Sigh. I HATE debt. And the only job security software engineering really provides is your ability to execute (which to be fair is probably for the best), so I'm only one brain aneursym away from being a vegetable with a mortgage. Maybe I'll pay down my mortgage like a madman for a year, and then when its less a terrifying abyss and more a cutesy little sum accruing a little bit of interest, pay it off leisurely.
Hmm. What upgrades to make to the place. Honestly I like it. I might replace appliances as they break, like the washer/dryer I'd probably replace with the $3k speed queen stacked washer/dryer combination (because Speed Queen is awesome and makes appliances for enterprise in the U.S.) if it breaks, and maybe the dishwasher with a Bosch 24’’ white one if it breaks, and then dare the fridge to break down on me because I'm bluffing and haven't found a fridge I like yet.
The biggest upgrade I might make to the place might be energy management.
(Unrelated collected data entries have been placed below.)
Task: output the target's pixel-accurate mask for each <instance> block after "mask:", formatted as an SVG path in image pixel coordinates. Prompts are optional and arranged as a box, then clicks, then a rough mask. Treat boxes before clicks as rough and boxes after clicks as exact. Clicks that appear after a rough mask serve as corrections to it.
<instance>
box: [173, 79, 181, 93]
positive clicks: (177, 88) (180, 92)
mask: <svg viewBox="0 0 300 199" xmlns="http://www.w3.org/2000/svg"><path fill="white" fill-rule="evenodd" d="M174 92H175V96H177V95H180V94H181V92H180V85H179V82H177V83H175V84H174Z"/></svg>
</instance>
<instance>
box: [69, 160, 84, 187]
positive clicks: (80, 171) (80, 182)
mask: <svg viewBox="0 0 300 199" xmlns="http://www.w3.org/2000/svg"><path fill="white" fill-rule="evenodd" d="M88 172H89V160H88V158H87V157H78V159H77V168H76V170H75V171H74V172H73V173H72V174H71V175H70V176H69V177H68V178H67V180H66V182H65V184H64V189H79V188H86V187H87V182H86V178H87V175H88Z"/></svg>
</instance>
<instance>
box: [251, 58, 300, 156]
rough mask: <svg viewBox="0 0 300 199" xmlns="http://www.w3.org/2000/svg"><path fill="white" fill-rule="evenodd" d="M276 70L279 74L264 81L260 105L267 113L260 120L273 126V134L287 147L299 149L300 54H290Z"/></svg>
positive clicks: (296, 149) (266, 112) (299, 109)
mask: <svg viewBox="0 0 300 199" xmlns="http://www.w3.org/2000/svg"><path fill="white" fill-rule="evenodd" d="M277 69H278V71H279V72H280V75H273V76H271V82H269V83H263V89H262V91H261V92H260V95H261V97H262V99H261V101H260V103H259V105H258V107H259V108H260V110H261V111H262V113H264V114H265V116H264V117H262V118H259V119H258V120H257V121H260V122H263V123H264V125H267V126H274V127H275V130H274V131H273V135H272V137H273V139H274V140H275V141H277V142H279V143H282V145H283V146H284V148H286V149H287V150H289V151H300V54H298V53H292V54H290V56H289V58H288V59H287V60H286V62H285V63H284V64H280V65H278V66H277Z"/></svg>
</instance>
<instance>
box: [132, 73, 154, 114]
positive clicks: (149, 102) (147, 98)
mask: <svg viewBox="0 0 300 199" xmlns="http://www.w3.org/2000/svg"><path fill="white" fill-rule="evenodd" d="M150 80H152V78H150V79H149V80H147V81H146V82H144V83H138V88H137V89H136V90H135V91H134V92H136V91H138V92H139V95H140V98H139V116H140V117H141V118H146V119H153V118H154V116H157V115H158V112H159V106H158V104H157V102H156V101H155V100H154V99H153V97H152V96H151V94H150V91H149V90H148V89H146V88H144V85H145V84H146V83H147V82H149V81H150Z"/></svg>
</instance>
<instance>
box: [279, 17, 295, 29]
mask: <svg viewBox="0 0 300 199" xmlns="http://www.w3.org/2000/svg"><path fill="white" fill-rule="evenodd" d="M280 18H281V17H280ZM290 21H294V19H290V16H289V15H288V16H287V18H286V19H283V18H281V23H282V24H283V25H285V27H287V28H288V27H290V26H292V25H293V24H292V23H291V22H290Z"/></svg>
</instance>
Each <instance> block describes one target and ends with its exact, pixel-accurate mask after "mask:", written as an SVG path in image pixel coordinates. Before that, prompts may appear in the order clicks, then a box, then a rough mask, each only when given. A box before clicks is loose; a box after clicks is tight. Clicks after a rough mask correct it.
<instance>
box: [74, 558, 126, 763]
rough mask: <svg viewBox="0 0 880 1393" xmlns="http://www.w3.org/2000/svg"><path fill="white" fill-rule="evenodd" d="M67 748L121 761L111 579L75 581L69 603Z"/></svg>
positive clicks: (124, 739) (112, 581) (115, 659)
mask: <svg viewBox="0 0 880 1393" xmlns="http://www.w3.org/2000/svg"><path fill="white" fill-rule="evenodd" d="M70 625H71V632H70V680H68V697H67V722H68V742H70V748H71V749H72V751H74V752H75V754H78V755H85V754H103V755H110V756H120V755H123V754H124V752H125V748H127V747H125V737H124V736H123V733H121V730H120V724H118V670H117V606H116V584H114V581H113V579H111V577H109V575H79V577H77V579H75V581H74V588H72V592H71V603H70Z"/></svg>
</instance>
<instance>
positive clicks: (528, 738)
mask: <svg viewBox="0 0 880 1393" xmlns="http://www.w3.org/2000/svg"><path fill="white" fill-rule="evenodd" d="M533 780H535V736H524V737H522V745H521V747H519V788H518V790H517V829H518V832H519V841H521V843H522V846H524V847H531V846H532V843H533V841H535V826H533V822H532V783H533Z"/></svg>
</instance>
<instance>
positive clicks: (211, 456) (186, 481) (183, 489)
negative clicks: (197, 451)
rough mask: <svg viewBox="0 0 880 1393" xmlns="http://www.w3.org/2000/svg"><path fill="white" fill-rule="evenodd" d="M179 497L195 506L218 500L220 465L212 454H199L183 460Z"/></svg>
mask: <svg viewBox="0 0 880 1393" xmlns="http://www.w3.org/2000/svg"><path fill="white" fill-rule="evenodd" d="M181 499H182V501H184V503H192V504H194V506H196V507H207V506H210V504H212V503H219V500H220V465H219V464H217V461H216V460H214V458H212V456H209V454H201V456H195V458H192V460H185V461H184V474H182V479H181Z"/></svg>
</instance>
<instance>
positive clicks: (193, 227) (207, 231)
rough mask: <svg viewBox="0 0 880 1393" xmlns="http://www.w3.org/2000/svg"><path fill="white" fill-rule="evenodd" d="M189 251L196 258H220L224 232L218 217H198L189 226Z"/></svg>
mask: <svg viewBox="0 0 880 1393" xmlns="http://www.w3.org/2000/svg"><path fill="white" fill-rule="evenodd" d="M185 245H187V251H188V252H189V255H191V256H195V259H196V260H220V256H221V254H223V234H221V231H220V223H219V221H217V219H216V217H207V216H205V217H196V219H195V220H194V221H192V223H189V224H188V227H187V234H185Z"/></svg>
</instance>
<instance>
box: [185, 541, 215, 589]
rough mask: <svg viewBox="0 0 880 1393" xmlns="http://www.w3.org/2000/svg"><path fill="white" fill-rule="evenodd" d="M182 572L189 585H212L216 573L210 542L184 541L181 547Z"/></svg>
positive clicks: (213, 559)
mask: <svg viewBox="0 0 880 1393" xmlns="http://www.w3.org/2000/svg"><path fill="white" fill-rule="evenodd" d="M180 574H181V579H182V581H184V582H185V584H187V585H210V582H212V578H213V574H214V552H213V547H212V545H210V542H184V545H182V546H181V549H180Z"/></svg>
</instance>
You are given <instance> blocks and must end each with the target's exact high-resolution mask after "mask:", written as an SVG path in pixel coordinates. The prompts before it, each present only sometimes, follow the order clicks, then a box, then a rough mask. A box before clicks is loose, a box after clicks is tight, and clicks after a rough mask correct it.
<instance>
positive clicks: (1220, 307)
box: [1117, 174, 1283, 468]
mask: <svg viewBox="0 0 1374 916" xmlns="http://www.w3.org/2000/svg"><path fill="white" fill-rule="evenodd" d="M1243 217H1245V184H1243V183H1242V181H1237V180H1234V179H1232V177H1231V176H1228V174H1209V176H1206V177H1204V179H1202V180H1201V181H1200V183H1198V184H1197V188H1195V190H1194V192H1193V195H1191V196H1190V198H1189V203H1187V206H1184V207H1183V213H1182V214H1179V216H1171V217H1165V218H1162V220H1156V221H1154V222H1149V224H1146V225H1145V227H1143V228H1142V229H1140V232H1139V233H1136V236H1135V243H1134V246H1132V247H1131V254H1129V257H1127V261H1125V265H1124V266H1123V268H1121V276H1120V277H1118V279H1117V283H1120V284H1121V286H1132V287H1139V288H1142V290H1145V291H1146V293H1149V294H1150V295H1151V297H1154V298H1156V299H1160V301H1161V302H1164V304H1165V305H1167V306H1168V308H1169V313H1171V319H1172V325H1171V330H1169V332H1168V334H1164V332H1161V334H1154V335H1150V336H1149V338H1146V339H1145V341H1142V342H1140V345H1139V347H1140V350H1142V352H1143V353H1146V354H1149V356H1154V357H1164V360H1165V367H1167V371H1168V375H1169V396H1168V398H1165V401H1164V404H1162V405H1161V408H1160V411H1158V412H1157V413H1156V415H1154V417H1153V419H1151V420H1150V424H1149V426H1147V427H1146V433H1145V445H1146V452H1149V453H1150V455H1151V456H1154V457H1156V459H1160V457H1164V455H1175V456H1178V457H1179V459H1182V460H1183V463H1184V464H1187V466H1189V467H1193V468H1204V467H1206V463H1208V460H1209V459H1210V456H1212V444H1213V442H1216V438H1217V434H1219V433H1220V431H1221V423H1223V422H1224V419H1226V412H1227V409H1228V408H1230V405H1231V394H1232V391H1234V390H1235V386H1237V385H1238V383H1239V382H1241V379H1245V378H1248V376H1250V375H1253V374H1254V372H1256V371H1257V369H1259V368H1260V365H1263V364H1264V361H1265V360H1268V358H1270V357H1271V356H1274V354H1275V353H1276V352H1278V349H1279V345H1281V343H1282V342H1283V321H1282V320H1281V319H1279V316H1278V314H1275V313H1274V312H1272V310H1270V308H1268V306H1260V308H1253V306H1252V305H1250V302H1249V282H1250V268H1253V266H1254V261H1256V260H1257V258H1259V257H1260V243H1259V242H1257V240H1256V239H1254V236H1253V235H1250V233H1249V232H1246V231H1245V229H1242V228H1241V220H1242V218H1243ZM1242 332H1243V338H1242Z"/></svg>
Like I might get a Tesla PowerWall for $10k and see whether I can backup successfully if the main power grid fails or buffer energy based on the cost, and get smart meters for my electric and gas utilities, and add in insulation for all the walls and ceilings to get an upgraded LEED rating. That shit will be hella fucking expensive (because my place is really friggin’ old), but I think it'll be worth it. I love being warm.